A neighbor of Enric Granados who shares problems, but who prefers to remain anonymous, is not yet part of the network. She lives with a legal tourist flat and a temporary rental flat which, she complains, often “functions as an illegal tourist flat”. He has been taking anxiolytics for a year. Among the tricks used by the apartment owners to avoid being caught by the inspection services, he says, are “letting tourists in and out outside the regular inspection hours” or having a person live in the apartment who is he is in charge of receiving tourists so that it looks like he is renting out rooms. Sources from the Directorate of Services and Inspection of the City Council admit that these cases are particularly difficult to detect.

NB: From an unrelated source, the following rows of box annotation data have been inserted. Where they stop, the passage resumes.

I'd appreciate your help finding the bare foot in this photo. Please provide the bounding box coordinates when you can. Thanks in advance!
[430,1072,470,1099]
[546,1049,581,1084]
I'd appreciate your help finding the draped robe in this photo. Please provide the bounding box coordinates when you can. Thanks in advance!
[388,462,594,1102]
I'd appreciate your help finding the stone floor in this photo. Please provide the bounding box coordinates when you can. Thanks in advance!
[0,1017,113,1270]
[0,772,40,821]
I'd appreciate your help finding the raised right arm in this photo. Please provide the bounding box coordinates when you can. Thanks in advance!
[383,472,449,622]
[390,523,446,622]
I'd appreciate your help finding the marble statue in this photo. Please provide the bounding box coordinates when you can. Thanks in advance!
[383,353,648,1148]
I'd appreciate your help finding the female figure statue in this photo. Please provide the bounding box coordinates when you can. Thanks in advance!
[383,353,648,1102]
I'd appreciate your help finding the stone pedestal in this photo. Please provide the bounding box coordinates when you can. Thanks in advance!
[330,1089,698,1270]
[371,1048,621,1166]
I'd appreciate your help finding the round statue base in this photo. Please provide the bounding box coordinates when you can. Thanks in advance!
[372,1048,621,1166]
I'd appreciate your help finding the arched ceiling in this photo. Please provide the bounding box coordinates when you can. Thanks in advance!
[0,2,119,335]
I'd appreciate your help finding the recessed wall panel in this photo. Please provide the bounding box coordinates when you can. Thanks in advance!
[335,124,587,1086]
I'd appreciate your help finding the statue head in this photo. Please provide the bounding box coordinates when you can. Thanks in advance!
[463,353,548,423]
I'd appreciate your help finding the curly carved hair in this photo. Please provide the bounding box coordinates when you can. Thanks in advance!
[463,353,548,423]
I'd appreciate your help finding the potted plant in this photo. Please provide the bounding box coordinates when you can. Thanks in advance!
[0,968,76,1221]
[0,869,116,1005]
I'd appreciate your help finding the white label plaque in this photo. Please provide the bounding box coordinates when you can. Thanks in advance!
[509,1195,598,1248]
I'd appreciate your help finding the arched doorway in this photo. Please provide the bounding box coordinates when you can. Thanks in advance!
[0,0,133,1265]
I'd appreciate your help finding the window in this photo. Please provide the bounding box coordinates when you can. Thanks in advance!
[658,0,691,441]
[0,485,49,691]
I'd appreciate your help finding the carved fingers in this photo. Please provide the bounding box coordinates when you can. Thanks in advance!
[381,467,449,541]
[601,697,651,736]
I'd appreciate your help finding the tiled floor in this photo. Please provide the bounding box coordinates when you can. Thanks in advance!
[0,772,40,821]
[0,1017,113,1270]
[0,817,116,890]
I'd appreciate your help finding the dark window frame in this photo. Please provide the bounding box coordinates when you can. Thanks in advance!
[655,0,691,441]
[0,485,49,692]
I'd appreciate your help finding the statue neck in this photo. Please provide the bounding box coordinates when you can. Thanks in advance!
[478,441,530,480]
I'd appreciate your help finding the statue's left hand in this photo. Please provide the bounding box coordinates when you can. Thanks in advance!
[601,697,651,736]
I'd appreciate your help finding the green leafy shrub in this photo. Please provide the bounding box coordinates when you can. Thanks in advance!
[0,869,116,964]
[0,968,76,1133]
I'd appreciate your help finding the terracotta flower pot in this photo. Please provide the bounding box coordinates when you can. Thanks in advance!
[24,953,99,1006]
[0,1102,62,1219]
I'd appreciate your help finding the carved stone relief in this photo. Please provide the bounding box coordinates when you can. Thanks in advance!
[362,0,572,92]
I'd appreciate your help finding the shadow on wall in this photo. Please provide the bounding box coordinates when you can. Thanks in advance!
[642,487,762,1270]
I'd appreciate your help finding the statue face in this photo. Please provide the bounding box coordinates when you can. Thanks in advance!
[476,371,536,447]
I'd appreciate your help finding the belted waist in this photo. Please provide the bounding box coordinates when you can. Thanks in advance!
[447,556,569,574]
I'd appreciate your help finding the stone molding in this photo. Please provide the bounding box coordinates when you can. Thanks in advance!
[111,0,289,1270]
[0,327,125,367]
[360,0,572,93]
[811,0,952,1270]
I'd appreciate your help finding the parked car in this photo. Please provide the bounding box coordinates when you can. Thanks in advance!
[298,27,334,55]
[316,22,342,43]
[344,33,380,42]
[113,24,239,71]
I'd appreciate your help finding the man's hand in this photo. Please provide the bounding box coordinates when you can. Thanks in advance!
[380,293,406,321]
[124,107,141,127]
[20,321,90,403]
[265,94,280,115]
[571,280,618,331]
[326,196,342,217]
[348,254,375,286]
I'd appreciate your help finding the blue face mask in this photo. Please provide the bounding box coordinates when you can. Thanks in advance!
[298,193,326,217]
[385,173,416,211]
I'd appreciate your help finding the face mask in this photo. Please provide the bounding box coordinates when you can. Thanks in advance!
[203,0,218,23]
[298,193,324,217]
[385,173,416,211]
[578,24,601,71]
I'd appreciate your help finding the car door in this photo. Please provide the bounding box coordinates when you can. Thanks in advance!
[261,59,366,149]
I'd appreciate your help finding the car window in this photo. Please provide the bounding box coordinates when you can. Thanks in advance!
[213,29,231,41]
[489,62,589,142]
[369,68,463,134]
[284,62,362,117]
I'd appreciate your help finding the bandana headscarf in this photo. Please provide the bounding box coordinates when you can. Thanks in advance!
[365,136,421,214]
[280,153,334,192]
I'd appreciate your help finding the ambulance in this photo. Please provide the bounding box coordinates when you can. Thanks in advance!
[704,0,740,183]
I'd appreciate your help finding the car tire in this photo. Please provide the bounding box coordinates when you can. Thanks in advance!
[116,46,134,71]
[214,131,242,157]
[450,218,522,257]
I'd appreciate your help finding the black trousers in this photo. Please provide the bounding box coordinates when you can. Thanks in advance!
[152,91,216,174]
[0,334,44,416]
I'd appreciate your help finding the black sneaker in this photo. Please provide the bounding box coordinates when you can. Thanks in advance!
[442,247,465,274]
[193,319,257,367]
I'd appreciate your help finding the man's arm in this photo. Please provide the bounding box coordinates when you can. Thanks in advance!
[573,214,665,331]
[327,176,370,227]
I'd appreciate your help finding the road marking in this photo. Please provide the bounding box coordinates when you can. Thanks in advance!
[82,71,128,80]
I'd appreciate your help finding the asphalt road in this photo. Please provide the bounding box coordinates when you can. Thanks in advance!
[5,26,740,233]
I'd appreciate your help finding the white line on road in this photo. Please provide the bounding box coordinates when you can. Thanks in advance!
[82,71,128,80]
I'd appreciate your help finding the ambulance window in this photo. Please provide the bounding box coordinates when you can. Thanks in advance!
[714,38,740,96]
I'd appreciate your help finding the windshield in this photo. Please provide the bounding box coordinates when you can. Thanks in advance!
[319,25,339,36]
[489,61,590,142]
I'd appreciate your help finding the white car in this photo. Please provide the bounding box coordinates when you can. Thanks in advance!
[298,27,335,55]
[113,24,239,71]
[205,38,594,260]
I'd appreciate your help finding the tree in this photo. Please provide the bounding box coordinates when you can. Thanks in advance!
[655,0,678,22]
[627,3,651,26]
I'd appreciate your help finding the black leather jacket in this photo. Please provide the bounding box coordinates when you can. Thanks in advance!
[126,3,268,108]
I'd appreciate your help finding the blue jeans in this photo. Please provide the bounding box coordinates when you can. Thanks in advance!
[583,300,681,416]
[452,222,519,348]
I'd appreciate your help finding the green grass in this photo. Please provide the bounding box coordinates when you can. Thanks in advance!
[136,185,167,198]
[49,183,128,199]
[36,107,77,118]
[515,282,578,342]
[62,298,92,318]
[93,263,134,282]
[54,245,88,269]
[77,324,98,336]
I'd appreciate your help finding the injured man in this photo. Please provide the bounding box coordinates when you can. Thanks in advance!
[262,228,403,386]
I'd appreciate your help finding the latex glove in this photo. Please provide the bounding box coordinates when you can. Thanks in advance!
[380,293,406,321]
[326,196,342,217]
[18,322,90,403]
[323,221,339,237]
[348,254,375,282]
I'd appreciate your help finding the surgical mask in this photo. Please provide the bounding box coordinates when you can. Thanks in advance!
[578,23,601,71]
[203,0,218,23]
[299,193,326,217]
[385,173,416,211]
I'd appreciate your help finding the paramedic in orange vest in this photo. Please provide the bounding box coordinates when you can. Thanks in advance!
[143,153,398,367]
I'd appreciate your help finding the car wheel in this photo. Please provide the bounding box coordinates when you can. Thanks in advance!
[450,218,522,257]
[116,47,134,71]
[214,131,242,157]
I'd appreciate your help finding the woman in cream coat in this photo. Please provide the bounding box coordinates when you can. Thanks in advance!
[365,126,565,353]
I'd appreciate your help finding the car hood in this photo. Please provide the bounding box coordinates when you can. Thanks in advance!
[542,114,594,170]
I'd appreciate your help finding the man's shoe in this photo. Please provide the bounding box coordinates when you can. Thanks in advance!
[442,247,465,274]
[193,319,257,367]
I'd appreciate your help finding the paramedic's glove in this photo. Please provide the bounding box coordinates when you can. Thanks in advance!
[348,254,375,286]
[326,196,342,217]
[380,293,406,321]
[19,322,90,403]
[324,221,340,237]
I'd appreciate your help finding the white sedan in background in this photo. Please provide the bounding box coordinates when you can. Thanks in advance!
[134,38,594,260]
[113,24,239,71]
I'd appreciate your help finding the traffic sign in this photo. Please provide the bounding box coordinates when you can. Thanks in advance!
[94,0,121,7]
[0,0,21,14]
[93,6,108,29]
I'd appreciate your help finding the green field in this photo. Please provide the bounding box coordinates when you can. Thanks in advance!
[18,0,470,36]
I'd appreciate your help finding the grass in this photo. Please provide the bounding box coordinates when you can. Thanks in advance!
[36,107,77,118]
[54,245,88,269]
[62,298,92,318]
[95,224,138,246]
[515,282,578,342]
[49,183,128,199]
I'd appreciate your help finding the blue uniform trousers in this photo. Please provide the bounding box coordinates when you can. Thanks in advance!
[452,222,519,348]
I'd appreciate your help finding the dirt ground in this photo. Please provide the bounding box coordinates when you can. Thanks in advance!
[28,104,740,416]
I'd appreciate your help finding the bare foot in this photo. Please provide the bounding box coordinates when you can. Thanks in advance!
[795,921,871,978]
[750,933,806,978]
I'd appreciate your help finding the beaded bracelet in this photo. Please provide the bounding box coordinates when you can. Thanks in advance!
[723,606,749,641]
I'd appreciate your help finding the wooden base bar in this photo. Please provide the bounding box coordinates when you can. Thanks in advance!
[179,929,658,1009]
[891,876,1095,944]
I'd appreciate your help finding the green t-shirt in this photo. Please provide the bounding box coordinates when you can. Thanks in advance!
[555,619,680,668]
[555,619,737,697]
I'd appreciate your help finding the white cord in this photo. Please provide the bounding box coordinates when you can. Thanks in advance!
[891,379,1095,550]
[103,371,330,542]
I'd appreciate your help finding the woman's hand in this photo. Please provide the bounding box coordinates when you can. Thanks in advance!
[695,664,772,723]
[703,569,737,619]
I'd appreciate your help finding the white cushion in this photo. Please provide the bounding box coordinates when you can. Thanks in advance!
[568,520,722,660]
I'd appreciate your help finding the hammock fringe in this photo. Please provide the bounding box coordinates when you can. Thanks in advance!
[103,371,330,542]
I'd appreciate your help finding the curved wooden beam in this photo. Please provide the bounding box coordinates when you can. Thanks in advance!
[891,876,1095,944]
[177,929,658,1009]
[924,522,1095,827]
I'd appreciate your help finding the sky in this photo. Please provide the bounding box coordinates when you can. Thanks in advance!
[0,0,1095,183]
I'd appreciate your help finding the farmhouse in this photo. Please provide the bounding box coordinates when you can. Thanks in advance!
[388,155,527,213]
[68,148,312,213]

The complaints of these residents have already reached the Council’s table. The councilor of the Eixample and responsible for tourism Jordi Valls met there recently and admitted the difficulties of acting when it comes to licensed tourist flats, since right now they could only be revoked if they did not have a certificate of habitability in force or if they accumulated more than three firm penalties for not having a 24-hour helpline. Valls emphasizes that the City Council’s intention is to “substantially” reduce tourist flats in the future and to prioritize the most crowded places and those that cause inconvenience to neighboring communities.
Until the decree of the Generalitat that will make the current licenses temporary (five years) and allow them to be revoked, the City Council is trying to work with the platforms so that they “collaborate with the coexistence of the city” and establish some sort of protocols to restrict listings of legal tourist flats that accumulate multiple community nuisance complaints.
Apartur requests right of admission
The president of the Association of Tourist Apartments of Barcelona (Apartur), Enrique Alcántara, points out that it is key that tourist apartments have sound meters “to avoid any inconvenience to the neighbors”, but he asks for more tools to be able to deal with tourists who do not they behave In this sense, it demands that platforms such as Aibrnb or Booking allow apartment managers to exercise the right of admission and cancel reservations without penalties when they believe “that someone may be annoying”. It also asks that the administrations authorize them to “vacate a tourist flat that is annoying”.
However, Alcántara claims the mediation system promoted by the City Council between residents, owners of tourist flats and operators and which, he says, allows “the vast majority of possible inconveniences to be completely resolved” with measures such as the installation of scales in the lifts to avoid their excessive use, clearly signaling the intercoms or prioritizing that the check-ins don’t do it at night.
However, the mediation system is not always successful. Sometimes the understanding between the parties is impossible, because some are considered “second-class owners” due to the fact that in the same property there are those who earn money and get rich with their flat while the rest of the neighbors have to suffer the consequences. For this reason, they ask that it be prohibited that tourist flats can coexist in blocks of flats with neighbours. “They should all be in the same building,” concludes Sala.